Data from the Uganda Bureau of Statistics indicates that in 2021/22, agriculture accounted for only about 24.1% of GDP even though millions of Ugandans are employed by the sector.
The minister attributed the low agriculture sector’s contribution to low-value addition by farmers and limited linkage between agriculture and the industry sector but also poor agriculture input and the climate change effects.
“My ministry looks forward to supporting Uganda Breweries Limited as well as other willing companies in such ventures, and I know Ugandan farmers have the capacity to more than fulfill the 100% local sourcing intention that you have mentioned here today.”
The minister underscored that the National Development Plan under the Agro-Industrialization program targets to increase the value of process agriculture commodities from $935m to$2.7b.

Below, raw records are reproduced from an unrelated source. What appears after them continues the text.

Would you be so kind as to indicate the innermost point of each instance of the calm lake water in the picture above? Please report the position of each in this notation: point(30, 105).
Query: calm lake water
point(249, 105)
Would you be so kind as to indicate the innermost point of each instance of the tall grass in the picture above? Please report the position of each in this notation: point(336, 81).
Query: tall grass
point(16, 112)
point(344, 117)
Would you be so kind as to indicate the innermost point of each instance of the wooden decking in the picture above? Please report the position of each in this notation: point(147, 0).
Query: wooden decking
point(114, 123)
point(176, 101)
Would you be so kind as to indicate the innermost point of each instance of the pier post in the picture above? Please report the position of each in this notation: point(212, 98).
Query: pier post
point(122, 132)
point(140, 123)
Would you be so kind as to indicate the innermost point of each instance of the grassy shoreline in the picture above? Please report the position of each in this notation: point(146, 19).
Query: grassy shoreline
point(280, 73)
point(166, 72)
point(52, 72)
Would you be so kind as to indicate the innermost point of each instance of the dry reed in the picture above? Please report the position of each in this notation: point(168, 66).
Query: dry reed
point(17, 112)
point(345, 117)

“This one company alone will contribute over $24 million to this. We are working with the assumption that increasing farmers to 50k means the brewery is injecting 90 billion a year so that is what has been converted to arrive at that figure and create hundreds of thousands of jobs adding to the 180,000 that the NDPIII targets to create annually in the Agro-Industry sector. The other government focus in the medium to long-term framework is to reduce the percentage of the population dependent on subsistence agriculture as the main source of livelihood from 68.9% to 55% and with initiatives like this, we shall get there.”
Uganda Breweries currently works with over 35,000 farmers from all over the country to purchase over 8,000 Tonnes of Barley, 15,000 Tonnes of Sorghum, 18,000 Tonnes of Maize, and 1,000 Tonnes of Cassava; 30% of that from Northern Uganda, 25% from Eastern Uganda, 35% from Western Uganda and 10% from Central Region.